A year ago, the Ontario Securities Commission and certain provincial securities regulators signed on to amendments to National Instrument 58-101, Disclosure of Corporate Governance Practices, that required disclosure by non-venture issuers of the number of women on their boards of directors and in the ranks of senior management. This disclosure requirement made it possible to track the level of compliance by the TSX-listed corporations in Canada. The OSC has just released a report on the level of compliance and hosted a thought-provoking roundtable to discuss the results (soon to be available in transcript form). Both are important reading. While some might be disheartened by the results showing the mining and oil/gas sectors lagging significantly (with 60% or more respondents having no women on board), a starting point has now been established.
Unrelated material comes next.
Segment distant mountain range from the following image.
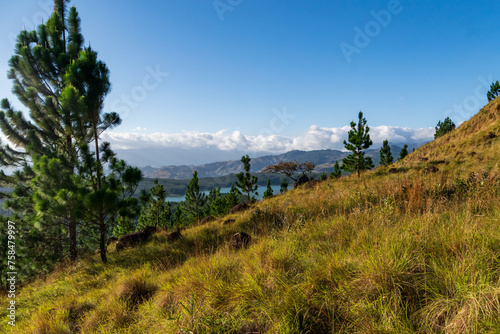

While no Canadian regulatory authority has advocated quotas, targets are becoming more palatable. Every business sets targets (stretch and others) and then makes plans to achieve them. By reporting these statistics, the OSC has set the baseline and can now challenge companies to put more women on boards. The report highlighted current explanations for non-compliance including a lack of meritorious applicants and a need for corporate flexibility. Those responses will not stand the test of time nor rigorous scrutiny. In the coming years, businesses will be measured by their level of compliance and may be found to be wanting by their stakeholders including their investor base. Their starting point should be to create a board-level corporate policy establishing targets.
The annual review done by Lord Davies of Women on Boards has had a remarkable effect in the UK with a noticeable increase in the number of women on the boards of FTSE 100 Companies. The OSC’s work will have the same effect.
You cannot achieve what is not measured. What gets measured gets done!